There are a few aspects to compile server scalability that are important to address.
First, and most obviously, memory use. Because we want to be able to send real programs through the compile server, and because we want it to remain live for relatively long periods of time, it is important that memory use be “acceptably bounded”. Naturally, the server process will grow with each additional compilation unit. At least in the straightforward implementation, there’s no way around that (but see below). However, it is important that the server not leak memory, and that recompilations generally not increase memory use. Also, ideally, all that work on decl sharing will keep memory use in check.
For the most part, this did not take any effort to achieve. GCC has a built-in garbage collector, and most nontrivial data structures are allocated using the GC. This is not a silver bullet, of course, but it has yielded good results with little effort in practice.

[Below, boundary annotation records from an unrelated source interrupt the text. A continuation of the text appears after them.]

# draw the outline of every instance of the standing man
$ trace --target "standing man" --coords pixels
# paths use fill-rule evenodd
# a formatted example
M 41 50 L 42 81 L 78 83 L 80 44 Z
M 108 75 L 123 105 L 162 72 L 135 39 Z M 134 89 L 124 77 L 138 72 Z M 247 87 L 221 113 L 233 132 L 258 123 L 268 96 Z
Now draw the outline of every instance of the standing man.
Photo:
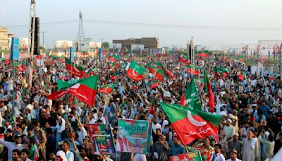
M 22 141 L 21 136 L 20 135 L 15 136 L 15 139 L 16 139 L 15 143 L 11 143 L 0 139 L 0 144 L 3 144 L 4 146 L 6 146 L 8 148 L 8 160 L 11 160 L 13 154 L 15 153 L 17 153 L 17 151 L 15 151 L 15 153 L 13 152 L 13 150 L 16 149 L 20 151 L 20 154 L 18 155 L 18 157 L 20 157 L 20 150 L 22 150 L 24 148 L 24 145 L 20 143 Z
M 74 161 L 75 156 L 73 152 L 68 150 L 68 149 L 70 148 L 70 144 L 68 143 L 68 141 L 63 141 L 62 148 L 63 151 L 66 154 L 66 157 L 68 160 L 68 161 Z
M 242 161 L 237 158 L 237 151 L 233 150 L 230 152 L 230 159 L 226 160 L 226 161 Z
M 234 133 L 233 136 L 233 139 L 228 141 L 228 151 L 231 152 L 235 150 L 239 153 L 236 153 L 236 156 L 241 158 L 241 154 L 240 153 L 242 150 L 243 143 L 239 141 L 239 134 L 238 133 Z
M 247 131 L 247 137 L 243 140 L 243 160 L 257 161 L 259 159 L 259 143 L 257 139 L 254 138 L 255 129 Z
M 225 157 L 221 153 L 222 146 L 221 144 L 214 145 L 214 153 L 212 154 L 211 161 L 225 161 Z

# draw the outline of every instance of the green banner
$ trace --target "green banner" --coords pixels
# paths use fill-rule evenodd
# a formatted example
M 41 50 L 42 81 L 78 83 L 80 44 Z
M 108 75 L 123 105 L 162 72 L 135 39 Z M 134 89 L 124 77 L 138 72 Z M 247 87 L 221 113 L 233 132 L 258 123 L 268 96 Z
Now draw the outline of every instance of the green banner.
M 118 119 L 116 150 L 146 154 L 148 126 L 147 121 Z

In the case of recompilation, we employ a simple heuristic — we store all parsed hunks keyed off the name of the requested object file (note: not the input file; it is common for a project to compile a given source file multiple times, but it is rare to see the same object file name more than once). When recompiling an object, we assume that there will be a lot of reuse against the object’s previous version, so we store those hunks temporarily, but then discard the old ones at the end of compilation. This way, we reuse, but we can also free hunks which are no longer in use.
Results from a few tests are very encouraging here. I compiled gdb with the compile server, then deleted the object files and re-compiled. Memory use (as reported by
-fmem-report) stayed flat at around 51M — meaning that recompilation doesn’t grow the image, and the collection approach is working as desired.
I also built gdb using the compiler in “normal” mode, and looked at the
-fmem-report totals. If you sum them up, which I naively expect gives a rough idea of how much memory
--combine would use, you get 1.2G. Or, in other words, decl sharing appears to make a huge difference (I’m not completely confident in this particular number).
If memory use does become a problem for very large compiles, we could look at scaling another way: writing out hunks and reading them back in. Maybe we could use machinery from the LTO project to do this. This would only be useful if it is cheaper to read decls via LTO than it is to parse the source; if this is not cheaper then we could instead try to flush out (and force re-parsing of) objects which are rarely re-used. One special case of this is getting rid of non-inlineable function bodies — when we have incremental code-generation, we’ll never compile a function like that more than once anyway.
Another scalability question is how to exploit multiple processors, either multi-core machines, or compile farms. In an earlier post, I discussed making the compile server multi-threaded. However, that interacts poorly with our code generation approach (
fork and do the work in the child), so I am probably not going to pursue it. Instead, for the multi-core case, it looks straightforward to simply run multiple servers — in other words, you would just invoke “
gcc --server -j5“. Something similar can be done for compile farms.
An ideal result for this project would be for small changes to result in compilation times beneath your perceptual threshold. I doubt that is likely to happen, but the point is, the absolute turnaround time is important. (This is not really a question of scalability, but I felt like talking about it anyway.)
In the current code, though, we always run the preprocessor for any change. So, even once incremental code generation is implemented, the turnaround time will be bound by the time it takes to preprocess the source. This might turn out to be a problem.
In an earlier design (and in some other designs I have heard of), this is handled by making a model of compilation that includes preprocessing. That seems too complicated to me, though, and instead I think that it should be possible to also make an incremental preprocessor (say, one that uses
inotify to decide what work must be re-done), and then use it without excessive cooperation from the parser.